Nitrous wasn’t the only mod-con out there. Brake discs peeked out from between the spokes of rear wheels, custom stereos discreetly hid under dashes, and more than a few bright red MSD ignition controllers dotted the collection. Perhaps the most resto-modded Chevelle, however, belonged to Rick Byfield. He’s heavily customized his ’71 Malibu with a modern, fuel-injected 6.0 LSX swap, a digital dash, air conditioning, and four-wheel discs. His entire engine bay was awash with carbon-fiber print graphics, though the exterior was painted to match a Chevelle he’d owned in the ‘70s. “But I wanted something modern… It just makes the car very drivable… When you get older like this, you just want to enjoy the car running right, and not spend all your time working on it.”
Somewhere between the resto-modded daily driver and the numbers-matched gallery piece sat my personal favorite of the day, a heartbreaker-red, 1970 Chevelle, restored and owned by Jon and Cathy Hopkins. Under the hood sat a 396, its headers expertly chromed to match just about everything else in the engine bay, from the air filter hat to the radiator hose. It reminded me of the first time a saw a picture of Marilyn Monroe, or of the Earth from Space. For once, I had nothing to say.

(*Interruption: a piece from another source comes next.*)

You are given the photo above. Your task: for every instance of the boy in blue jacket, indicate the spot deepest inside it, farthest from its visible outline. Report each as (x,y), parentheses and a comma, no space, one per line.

As the owners prepped their masterpieces for their evening cruise and poker run, and I shuffled, once again, back to my car, I realized how sunburned and dehydrated I was. It had been a clear, early autumn day, after all, and I’d spent it on a parking lot. But I hadn’t noticed much, so dazed and impressed with the work displayed, the collage of cowl-induction under metallic fleck paint, and the sound – that heavenly, baritone V8 music ringing across the parking lot as the beauties filed in.